One test will check her brain’s ability to move her hands. Medical staff will need to check if her brain still remembers how to, for example, wiggle a finger, she said.
If all the tests go well, Mues will have to move to Pittsburgh and wait. A suitable donor could become available at any time.
All the medical procedures are free, Mues said. But she still has to find a way to pay for her travel and living expenses while in Pittsburgh, where she could be for more than a year. Mues must be in the city to wait for the death of a donor.
Once a donor is found in the U.S., everything happens at a hyper pace. Manders compared it to ski jumping, where the athlete must stay in control to keep from falling into chaos. Once the donor’s blood stops flowing, doctors and nurses have nine hours to get to the body, draw bone marrow and amputate the arms, return to Pittsburgh and attach the limbs to Mues.
“You have everything planned,” said Manders, who will likely travel to the donor site. “You start the clock. You walk out of the hospital in the transport vehicle. There are four teams in place when you get back. You walk in the door and say, ‘Let’s get to work.’”
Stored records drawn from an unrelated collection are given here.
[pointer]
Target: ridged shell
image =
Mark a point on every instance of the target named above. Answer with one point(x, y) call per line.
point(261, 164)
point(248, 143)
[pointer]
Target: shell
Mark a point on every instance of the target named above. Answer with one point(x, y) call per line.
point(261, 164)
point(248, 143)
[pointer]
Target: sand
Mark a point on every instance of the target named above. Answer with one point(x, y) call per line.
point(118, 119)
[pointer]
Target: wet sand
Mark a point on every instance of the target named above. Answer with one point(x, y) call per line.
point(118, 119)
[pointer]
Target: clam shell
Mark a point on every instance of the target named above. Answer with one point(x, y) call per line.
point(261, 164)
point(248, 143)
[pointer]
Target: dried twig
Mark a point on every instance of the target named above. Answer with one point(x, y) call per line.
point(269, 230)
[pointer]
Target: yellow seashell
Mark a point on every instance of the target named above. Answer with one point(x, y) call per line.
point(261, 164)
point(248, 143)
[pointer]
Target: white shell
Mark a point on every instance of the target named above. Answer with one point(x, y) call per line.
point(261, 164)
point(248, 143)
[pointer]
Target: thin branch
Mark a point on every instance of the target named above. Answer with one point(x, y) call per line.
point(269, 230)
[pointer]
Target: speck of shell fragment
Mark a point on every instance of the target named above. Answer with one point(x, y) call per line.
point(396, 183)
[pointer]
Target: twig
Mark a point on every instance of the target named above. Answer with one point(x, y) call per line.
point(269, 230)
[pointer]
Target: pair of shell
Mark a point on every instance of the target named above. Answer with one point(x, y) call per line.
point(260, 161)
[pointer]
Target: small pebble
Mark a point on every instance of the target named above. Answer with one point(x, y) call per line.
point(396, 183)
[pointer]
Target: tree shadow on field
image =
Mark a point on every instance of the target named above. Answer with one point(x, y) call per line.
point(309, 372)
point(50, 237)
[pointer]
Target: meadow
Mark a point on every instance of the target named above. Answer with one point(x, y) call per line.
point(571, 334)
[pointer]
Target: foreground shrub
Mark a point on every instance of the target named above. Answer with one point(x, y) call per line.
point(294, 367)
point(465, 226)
But for someone who Manders describes as “highly functioning,” the risk-reward equation has to be balanced. Why would Mues — who can brush her teeth, feed herself, comb her hair — risk such a grueling operation?
She doesn’t hesitate to give her answer.
“I want to give my kids a hug; I want to hold their hand; I want to feel my life,” Mues said. “I think about being able to run my fingers through my kids’ hair.”